What I'm trying to say is this: You need to try. You have hands, right? You presumably have a heart inside your chest that yearns for something beyond your own personal happiness. You have a wife, who probably has a job of her own and definitely has worries of her own and would appreciate a little help. And you have kids, who will repay you for your involvement in ways beyond imagining. So please, make an effort. For me.

Sincerely,
Your Fed-Up Friend



Dear Enabling Mom,


This is going to sound harsh, given all that you do and all that he does not, but you're making things worse. That look of surrender on your face right now—it's part of the problem. You're holding the family together, it's true, and your ability to juggle 17,000 things (plus your job) at once is amazing, and your tight-lipped frustration is well-earned, but—don't hate me for this—you're complicit too. By tolerating disengagement, you're encouraging disengagement. Being a man, I know a little bit about how men think, and I think it's fair to say we like to do nothing. We tend toward inertia. We hide behind our work and our "stressful" jobs, which, deep down, we realize is just a way to not participate in the far more stressful and difficult work of raising children. These things aren't true of all men, of course, but they're true of the man you married.

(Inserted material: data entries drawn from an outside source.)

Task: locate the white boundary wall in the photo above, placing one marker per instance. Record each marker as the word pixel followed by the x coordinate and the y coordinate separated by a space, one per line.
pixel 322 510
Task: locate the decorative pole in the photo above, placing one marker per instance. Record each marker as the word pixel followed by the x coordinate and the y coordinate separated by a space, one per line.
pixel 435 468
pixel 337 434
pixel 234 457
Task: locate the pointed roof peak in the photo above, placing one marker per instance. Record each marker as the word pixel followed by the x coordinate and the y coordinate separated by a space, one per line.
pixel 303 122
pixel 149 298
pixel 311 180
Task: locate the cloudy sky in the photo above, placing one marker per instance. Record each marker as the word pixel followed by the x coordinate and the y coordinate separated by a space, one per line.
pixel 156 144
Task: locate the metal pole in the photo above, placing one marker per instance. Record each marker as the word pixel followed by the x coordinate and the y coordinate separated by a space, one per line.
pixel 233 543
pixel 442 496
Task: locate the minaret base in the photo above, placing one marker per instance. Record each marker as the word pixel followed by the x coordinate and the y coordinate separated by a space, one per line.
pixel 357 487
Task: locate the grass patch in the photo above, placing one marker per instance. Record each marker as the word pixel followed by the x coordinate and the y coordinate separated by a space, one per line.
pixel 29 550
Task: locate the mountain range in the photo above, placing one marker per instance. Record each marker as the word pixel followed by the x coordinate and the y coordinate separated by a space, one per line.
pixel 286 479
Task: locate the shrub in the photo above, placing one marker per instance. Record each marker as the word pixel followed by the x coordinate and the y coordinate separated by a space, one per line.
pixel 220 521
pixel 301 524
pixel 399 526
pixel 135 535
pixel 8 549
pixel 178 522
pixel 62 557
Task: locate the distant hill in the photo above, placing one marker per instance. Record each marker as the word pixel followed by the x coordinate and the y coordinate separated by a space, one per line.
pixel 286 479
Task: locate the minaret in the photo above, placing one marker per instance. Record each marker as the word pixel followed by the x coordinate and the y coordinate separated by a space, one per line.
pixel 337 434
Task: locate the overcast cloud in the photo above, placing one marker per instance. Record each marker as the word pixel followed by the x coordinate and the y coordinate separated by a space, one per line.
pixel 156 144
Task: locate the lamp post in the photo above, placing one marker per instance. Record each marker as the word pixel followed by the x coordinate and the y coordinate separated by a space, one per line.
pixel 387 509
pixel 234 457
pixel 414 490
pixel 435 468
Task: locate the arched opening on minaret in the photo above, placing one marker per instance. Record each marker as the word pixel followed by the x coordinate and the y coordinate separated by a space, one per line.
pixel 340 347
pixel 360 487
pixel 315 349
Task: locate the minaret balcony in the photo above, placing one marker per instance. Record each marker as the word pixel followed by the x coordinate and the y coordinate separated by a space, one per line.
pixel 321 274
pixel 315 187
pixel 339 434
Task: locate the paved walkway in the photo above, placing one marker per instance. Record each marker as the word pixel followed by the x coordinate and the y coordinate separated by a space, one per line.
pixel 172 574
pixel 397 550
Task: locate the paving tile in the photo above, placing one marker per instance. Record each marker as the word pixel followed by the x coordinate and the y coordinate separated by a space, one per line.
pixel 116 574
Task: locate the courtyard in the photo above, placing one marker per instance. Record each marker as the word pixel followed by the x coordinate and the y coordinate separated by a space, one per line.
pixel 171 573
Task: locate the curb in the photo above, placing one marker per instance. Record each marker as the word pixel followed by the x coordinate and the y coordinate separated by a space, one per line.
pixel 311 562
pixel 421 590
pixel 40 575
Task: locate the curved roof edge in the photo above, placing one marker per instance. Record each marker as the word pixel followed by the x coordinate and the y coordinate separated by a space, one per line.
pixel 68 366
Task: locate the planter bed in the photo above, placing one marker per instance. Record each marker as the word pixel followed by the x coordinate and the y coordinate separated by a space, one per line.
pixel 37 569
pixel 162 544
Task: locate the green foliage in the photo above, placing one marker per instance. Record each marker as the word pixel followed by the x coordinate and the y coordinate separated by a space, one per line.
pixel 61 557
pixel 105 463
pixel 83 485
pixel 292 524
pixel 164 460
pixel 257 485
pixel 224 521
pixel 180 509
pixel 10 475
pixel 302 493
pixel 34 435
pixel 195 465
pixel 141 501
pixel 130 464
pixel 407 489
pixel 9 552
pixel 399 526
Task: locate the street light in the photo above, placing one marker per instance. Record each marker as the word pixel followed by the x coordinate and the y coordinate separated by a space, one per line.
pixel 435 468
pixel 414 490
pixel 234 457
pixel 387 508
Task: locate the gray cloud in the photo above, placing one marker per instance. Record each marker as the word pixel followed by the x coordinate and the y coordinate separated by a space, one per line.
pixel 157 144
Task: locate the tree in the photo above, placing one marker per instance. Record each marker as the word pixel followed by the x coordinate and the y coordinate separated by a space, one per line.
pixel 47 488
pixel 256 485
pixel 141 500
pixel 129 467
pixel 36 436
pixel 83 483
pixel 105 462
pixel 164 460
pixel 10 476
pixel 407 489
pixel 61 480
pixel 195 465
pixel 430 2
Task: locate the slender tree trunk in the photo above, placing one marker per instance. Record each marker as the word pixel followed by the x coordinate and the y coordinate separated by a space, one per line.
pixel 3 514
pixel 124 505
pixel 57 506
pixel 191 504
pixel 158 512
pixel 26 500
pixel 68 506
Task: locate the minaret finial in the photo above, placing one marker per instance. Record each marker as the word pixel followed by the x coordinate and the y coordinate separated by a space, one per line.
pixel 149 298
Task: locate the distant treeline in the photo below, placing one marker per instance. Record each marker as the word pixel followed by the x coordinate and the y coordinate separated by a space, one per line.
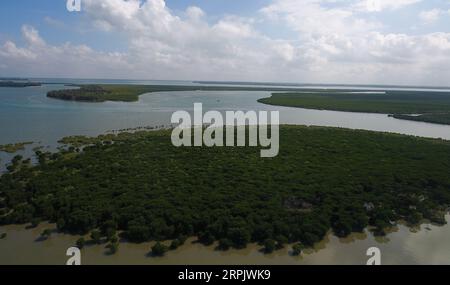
pixel 428 106
pixel 143 187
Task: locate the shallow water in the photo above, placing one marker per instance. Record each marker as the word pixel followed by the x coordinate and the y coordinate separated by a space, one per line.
pixel 26 114
pixel 430 245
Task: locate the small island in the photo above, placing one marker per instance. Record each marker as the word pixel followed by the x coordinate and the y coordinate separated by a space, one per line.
pixel 424 106
pixel 13 148
pixel 140 186
pixel 131 93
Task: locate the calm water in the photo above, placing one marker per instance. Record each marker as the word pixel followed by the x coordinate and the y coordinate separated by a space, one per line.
pixel 26 114
pixel 429 245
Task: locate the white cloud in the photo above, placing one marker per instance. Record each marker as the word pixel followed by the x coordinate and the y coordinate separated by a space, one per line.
pixel 431 16
pixel 330 43
pixel 380 5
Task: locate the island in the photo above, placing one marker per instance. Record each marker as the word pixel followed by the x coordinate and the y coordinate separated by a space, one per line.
pixel 13 148
pixel 425 106
pixel 131 93
pixel 137 186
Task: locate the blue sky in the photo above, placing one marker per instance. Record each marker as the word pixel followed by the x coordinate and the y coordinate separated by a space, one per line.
pixel 326 41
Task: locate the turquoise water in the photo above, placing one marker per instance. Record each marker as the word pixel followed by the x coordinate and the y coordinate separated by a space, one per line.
pixel 26 114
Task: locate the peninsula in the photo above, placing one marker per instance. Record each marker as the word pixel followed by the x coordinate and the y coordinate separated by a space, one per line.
pixel 141 186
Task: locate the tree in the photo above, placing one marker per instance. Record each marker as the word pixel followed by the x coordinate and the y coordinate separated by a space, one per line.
pixel 206 238
pixel 46 233
pixel 269 246
pixel 159 249
pixel 81 243
pixel 281 241
pixel 113 247
pixel 224 244
pixel 96 236
pixel 297 249
pixel 239 236
pixel 35 222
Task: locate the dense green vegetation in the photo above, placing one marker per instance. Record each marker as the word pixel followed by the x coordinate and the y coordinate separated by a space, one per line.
pixel 18 84
pixel 130 93
pixel 138 184
pixel 435 106
pixel 13 148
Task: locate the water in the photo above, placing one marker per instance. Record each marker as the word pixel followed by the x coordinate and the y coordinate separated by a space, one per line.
pixel 429 245
pixel 26 114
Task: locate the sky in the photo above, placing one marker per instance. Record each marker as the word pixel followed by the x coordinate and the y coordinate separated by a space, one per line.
pixel 404 42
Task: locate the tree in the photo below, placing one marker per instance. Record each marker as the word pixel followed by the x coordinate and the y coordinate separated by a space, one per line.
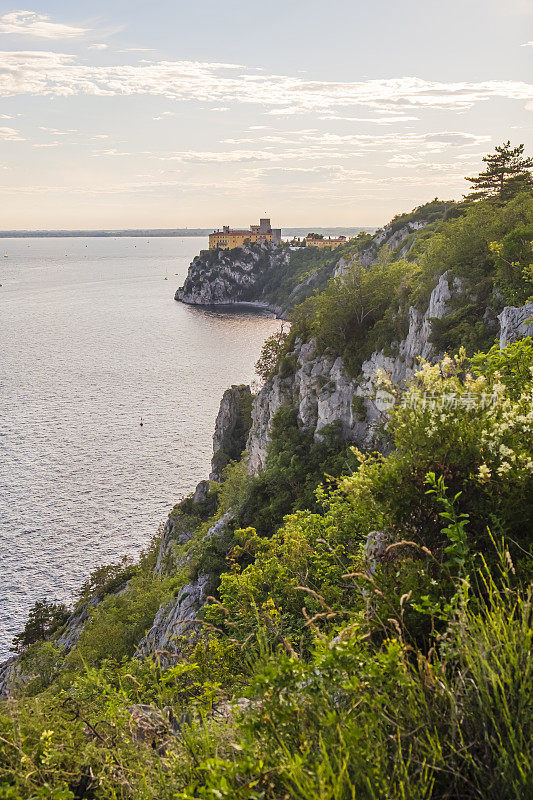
pixel 507 173
pixel 44 618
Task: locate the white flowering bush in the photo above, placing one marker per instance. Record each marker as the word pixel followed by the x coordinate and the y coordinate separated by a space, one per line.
pixel 473 429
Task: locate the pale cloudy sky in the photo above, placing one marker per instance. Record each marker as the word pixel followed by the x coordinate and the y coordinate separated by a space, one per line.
pixel 129 113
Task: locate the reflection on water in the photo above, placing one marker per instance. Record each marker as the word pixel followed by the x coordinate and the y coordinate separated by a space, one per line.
pixel 91 341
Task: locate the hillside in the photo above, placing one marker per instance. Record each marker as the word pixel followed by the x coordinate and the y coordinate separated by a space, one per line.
pixel 343 609
pixel 280 277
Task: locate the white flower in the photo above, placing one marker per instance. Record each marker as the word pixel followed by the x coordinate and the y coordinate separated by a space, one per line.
pixel 504 468
pixel 484 473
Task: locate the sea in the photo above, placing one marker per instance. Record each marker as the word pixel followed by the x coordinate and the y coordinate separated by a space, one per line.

So: If you want help, and help is not forthcoming, then help must be demanded. (You're the one in control, right?) Remember those nights, early on, when the baby woke up at 3 a.m. and your husband was next to you, bolted to the bed, either sleeping soundly or pretending to sleep soundly? You should have made him get up and feed the kid. Remember that morning last week, when your babysitter called in sick and you were swamped at work, and yet there was never even a question as to who was going to stay home with the kids (you), never even a question as to whose job took priority (his)? You should have told him you really needed him to stay. You know that 20-year high school reunion you wanted to attend but didn't because you were petrified of leaving him alone with the kids? You should have gone. Because your happiness is just as important as his, and he would have found a way. I'm not saying it's easy, but it ain't rocket science, either: If he can hold down an actual job with actual responsibilities and live human beings who depend on him—in other words, a job that requires some adult-level competence—I'm pretty sure he can learn to run a bath and wipe an ass and pack some snacks and dream up something fun to do for an afternoon. He'll never do any of this on his own, though—not with you continuing to be so selfless, doing all the work, picking up his slack, just doing it yourself because you know he'll mess it up anyway. And the more you coddle him or work around him or allow your resentments to fester or, even worse, resign yourself to his do-nothing-ness, never challenging him to actually do anything, the tougher it's going to get. His opting out of the real work of parenthood will become the natural order of things, rather than a conscious act on his part. And thus it will never occur to him to feel guilty about it. And thus you will continue to find yourself alone with all three kids at the playground on a broiling Saturday afternoon, while your husband is away. Working.